Building Law Monthly
PANATOWN IN THE HOUSE OF LORDS: NO SUBSTANTIAL DAMAGES
DUTY OF CARE DEED DEFEATS BOTH DUNLOP/ALBAZERO EXCEPTION AND LORD GRIFFITHS’s PRINCIPLE
The decision of the Court of Appeal in
Panatown
has finally reached the House of Lords:
Alfred McAlpine Construction Ltd
v
Panatown Ltd
[2000] BLR 331, HL. By a bare majority, the House has reversed the Court of Appeal on the ground that the duty of care deed (‘DCD’) given
directly by the defaulting contractors to the third party owners of the site prevented this from being a ‘black hole’ case
and disabled the innocent contracting party from recovering substantial damages based on the cost of rectifying the defective
work. In reaching this result, the majority favoured a strict application of Lord Diplock’s exceptional principle of damages
in
The Albazero
[1977] AC 774, HL, and (it seems) a restrictive interpretation of the principle of damages stated by Lord Griffiths in
Linden Gardens Trust Ltd
v
Lenesta Sludge Disposals Ltd
;
St Martins Property Corporation Ltd
v
Sir Robert McAlpine Ltd
[1994] 1 AC 85, HL (hereafter ‘
St Martins
’). All five members of the Lords gave individual speeches.
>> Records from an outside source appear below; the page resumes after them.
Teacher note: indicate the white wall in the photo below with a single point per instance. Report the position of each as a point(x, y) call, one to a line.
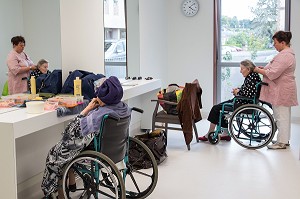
point(190, 48)
point(133, 38)
point(42, 31)
point(82, 35)
point(295, 20)
point(11, 24)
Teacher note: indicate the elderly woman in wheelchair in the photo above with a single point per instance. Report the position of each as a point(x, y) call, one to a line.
point(75, 172)
point(247, 119)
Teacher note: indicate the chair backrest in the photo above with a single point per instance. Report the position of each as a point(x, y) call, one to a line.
point(113, 138)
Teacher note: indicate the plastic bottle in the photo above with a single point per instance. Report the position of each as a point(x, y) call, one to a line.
point(32, 85)
point(77, 87)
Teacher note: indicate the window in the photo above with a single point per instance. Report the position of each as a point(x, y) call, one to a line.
point(245, 30)
point(115, 38)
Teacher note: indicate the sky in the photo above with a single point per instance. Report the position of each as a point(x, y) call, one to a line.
point(241, 8)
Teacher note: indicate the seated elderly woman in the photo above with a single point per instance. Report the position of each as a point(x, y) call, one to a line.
point(79, 133)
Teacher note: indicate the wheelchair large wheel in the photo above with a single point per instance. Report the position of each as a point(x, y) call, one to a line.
point(142, 172)
point(252, 126)
point(96, 177)
point(213, 138)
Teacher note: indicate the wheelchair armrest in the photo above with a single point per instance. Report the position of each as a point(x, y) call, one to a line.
point(164, 101)
point(243, 98)
point(137, 109)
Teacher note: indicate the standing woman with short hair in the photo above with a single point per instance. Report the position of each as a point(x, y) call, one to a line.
point(19, 65)
point(282, 91)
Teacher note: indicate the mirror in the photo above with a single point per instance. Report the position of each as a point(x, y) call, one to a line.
point(114, 14)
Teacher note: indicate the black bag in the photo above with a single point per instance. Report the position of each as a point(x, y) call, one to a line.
point(87, 83)
point(49, 83)
point(156, 141)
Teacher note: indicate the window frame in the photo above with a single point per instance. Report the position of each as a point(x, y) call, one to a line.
point(218, 63)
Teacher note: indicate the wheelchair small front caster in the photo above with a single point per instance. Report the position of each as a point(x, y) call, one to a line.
point(213, 139)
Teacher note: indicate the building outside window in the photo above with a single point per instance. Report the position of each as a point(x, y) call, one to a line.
point(115, 38)
point(245, 30)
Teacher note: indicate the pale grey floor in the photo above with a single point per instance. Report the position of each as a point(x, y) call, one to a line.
point(227, 170)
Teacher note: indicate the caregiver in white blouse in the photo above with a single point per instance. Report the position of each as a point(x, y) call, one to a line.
point(19, 65)
point(282, 91)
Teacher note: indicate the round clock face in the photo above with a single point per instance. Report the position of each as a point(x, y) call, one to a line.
point(190, 7)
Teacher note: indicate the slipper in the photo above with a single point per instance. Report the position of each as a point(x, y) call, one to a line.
point(203, 138)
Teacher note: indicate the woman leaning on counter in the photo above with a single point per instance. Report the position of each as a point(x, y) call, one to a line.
point(19, 65)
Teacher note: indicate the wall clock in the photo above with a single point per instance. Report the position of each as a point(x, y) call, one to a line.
point(190, 7)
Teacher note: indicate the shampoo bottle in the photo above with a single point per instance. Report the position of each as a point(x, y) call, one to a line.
point(32, 85)
point(77, 87)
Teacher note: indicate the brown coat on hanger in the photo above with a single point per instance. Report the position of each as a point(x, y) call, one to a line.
point(189, 109)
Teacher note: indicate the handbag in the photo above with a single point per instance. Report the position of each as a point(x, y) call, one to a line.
point(49, 83)
point(156, 141)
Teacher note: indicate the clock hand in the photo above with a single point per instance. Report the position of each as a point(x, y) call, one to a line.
point(191, 5)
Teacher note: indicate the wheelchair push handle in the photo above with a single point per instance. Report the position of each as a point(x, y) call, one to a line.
point(137, 109)
point(264, 83)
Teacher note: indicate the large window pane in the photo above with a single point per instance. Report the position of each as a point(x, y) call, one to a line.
point(115, 38)
point(245, 32)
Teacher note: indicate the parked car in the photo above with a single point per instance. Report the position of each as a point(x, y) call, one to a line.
point(116, 52)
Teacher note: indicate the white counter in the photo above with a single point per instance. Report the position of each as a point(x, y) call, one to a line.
point(25, 138)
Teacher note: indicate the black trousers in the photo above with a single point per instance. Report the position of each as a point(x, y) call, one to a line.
point(215, 112)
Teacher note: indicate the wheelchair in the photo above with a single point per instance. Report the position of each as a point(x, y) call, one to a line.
point(252, 125)
point(108, 171)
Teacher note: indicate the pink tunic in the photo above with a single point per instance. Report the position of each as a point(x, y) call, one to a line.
point(17, 82)
point(282, 90)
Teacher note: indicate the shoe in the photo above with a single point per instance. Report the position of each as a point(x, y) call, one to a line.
point(226, 137)
point(72, 187)
point(274, 141)
point(203, 139)
point(277, 145)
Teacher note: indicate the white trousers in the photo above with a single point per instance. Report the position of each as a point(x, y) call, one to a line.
point(282, 116)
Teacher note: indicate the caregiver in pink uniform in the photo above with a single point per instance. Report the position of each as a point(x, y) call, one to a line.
point(282, 91)
point(19, 66)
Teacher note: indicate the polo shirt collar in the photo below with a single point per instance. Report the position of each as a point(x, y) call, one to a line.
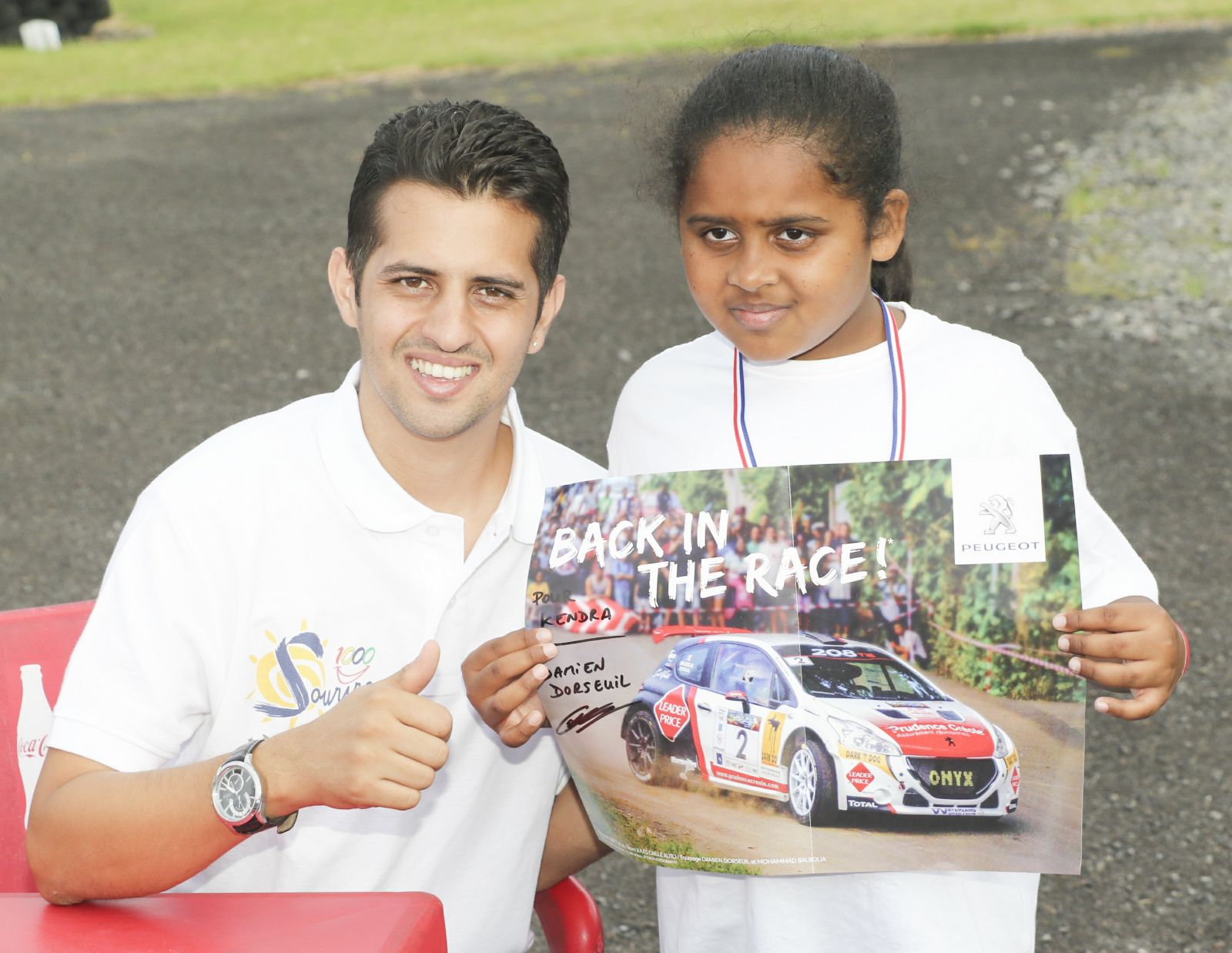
point(380, 503)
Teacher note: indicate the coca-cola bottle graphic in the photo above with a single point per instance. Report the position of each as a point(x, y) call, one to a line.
point(34, 725)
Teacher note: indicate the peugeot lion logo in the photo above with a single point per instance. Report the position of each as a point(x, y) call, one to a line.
point(998, 509)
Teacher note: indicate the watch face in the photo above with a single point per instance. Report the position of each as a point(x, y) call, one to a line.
point(236, 793)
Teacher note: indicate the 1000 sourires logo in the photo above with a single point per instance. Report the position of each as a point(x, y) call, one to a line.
point(301, 677)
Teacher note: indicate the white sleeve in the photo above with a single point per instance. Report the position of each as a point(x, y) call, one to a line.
point(1109, 565)
point(619, 446)
point(137, 685)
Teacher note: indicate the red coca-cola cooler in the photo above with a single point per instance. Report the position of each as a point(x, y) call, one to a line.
point(35, 648)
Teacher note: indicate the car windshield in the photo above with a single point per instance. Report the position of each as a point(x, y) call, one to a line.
point(874, 677)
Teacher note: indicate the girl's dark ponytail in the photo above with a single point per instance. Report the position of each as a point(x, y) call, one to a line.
point(892, 279)
point(833, 104)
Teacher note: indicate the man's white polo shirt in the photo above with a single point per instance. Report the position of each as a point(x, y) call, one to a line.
point(270, 571)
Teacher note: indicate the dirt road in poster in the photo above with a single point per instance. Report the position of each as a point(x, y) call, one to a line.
point(739, 825)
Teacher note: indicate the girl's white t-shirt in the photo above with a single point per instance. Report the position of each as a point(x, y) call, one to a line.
point(969, 394)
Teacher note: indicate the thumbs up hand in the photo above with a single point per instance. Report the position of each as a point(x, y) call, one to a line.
point(379, 747)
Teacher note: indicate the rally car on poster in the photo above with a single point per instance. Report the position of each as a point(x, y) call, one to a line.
point(819, 723)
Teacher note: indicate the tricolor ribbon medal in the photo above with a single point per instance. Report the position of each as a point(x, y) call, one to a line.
point(897, 383)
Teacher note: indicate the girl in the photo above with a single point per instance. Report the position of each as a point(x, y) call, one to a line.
point(782, 170)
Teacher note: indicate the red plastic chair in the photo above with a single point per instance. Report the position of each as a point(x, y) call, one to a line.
point(46, 636)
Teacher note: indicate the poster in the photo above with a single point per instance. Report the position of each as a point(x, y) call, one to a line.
point(819, 669)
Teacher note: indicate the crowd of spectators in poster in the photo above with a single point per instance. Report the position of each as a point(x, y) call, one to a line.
point(887, 614)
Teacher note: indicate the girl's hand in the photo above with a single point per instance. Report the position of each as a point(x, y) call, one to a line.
point(1133, 645)
point(502, 681)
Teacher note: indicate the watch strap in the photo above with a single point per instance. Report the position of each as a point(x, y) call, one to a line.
point(258, 823)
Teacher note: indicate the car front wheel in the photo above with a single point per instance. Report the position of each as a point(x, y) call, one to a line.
point(644, 747)
point(811, 788)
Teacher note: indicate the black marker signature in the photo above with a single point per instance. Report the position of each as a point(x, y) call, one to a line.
point(583, 717)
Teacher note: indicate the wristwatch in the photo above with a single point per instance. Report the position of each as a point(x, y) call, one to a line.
point(239, 798)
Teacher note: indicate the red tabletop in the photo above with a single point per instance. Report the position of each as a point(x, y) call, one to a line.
point(190, 922)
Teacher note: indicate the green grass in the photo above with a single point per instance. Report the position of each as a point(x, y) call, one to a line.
point(219, 45)
point(646, 835)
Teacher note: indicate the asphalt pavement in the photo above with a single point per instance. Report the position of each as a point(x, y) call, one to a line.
point(163, 275)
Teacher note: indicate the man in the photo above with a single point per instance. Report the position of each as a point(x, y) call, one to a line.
point(317, 575)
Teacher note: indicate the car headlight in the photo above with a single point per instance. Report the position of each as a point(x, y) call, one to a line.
point(853, 734)
point(1002, 747)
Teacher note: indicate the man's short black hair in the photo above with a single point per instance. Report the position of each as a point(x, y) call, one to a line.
point(471, 149)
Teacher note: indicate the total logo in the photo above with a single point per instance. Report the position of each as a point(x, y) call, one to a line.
point(671, 713)
point(860, 776)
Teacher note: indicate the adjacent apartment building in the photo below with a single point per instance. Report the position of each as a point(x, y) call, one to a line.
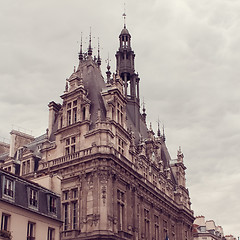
point(117, 178)
point(27, 210)
point(208, 230)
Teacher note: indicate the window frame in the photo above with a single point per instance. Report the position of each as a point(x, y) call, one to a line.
point(52, 209)
point(51, 233)
point(5, 188)
point(31, 230)
point(36, 200)
point(5, 221)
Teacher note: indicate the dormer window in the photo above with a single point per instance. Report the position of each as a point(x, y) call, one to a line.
point(71, 112)
point(8, 188)
point(52, 204)
point(33, 198)
point(70, 145)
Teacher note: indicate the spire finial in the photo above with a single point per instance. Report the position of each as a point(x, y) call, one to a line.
point(164, 138)
point(90, 43)
point(98, 59)
point(80, 56)
point(144, 112)
point(159, 133)
point(144, 109)
point(124, 15)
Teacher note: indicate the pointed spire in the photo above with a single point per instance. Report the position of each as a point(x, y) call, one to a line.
point(98, 59)
point(144, 112)
point(66, 86)
point(90, 44)
point(80, 56)
point(108, 70)
point(163, 136)
point(124, 15)
point(159, 133)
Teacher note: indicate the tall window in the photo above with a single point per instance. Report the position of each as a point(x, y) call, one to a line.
point(5, 222)
point(51, 234)
point(121, 204)
point(156, 227)
point(119, 114)
point(120, 146)
point(31, 231)
point(8, 189)
point(146, 223)
point(165, 230)
point(65, 215)
point(33, 197)
point(74, 117)
point(72, 112)
point(173, 232)
point(70, 145)
point(52, 204)
point(74, 215)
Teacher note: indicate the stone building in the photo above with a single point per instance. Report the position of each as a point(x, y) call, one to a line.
point(27, 210)
point(117, 179)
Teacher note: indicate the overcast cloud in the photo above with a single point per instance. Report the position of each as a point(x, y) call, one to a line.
point(187, 56)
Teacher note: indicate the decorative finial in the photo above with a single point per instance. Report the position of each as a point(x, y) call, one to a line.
point(164, 138)
point(98, 59)
point(144, 112)
point(80, 57)
point(144, 109)
point(90, 43)
point(159, 133)
point(124, 15)
point(108, 70)
point(66, 86)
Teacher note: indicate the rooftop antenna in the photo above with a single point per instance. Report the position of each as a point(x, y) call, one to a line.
point(124, 15)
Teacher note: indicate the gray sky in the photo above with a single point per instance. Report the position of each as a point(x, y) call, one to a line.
point(187, 56)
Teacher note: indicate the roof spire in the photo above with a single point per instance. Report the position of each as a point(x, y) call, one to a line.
point(80, 56)
point(144, 112)
point(159, 133)
point(98, 59)
point(90, 43)
point(164, 138)
point(124, 15)
point(108, 70)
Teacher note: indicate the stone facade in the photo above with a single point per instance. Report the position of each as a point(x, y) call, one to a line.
point(116, 177)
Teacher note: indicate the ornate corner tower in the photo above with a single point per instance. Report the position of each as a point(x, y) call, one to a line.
point(125, 66)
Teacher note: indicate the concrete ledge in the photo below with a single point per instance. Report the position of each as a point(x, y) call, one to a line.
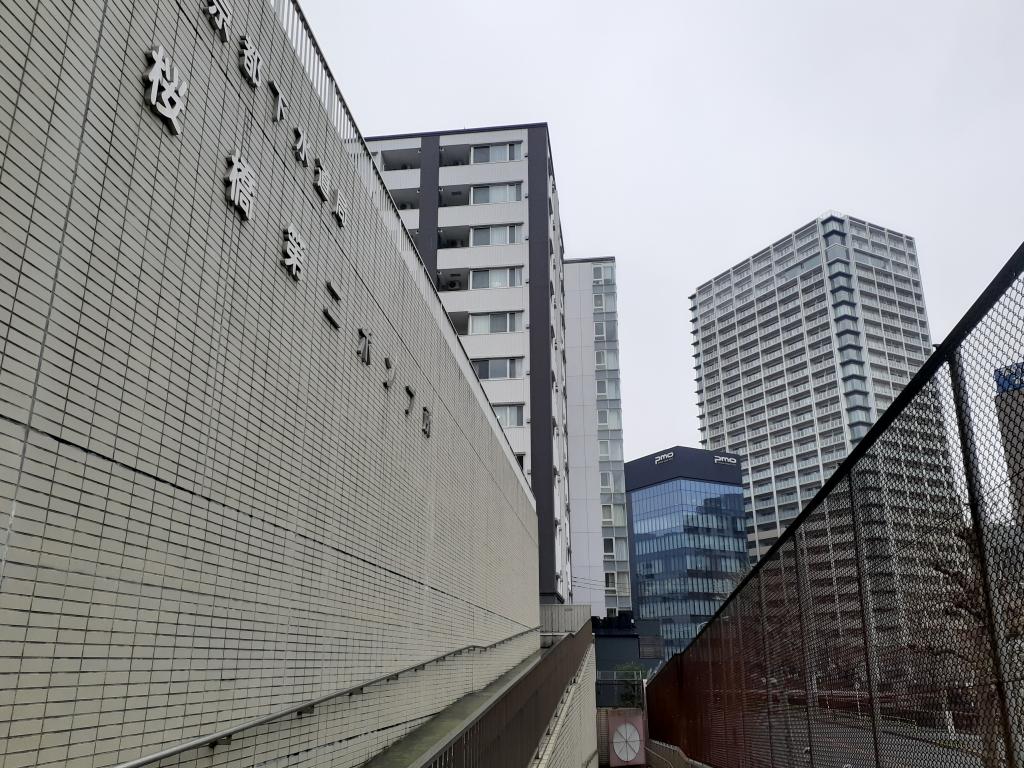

The result is not only a strong body of dissent (from Lord Goff
of Chieveley and Lord Millett) but a tantalising mix of the pragmatic and the conceptual, with rather less internal reconciliation
than one might have wished. Regrettably, some of the conceptual questions receive diverse treatment among the various speeches.
In the result, coaxing a set of propositions with majority support from their Lordships’ analyses is no easy task.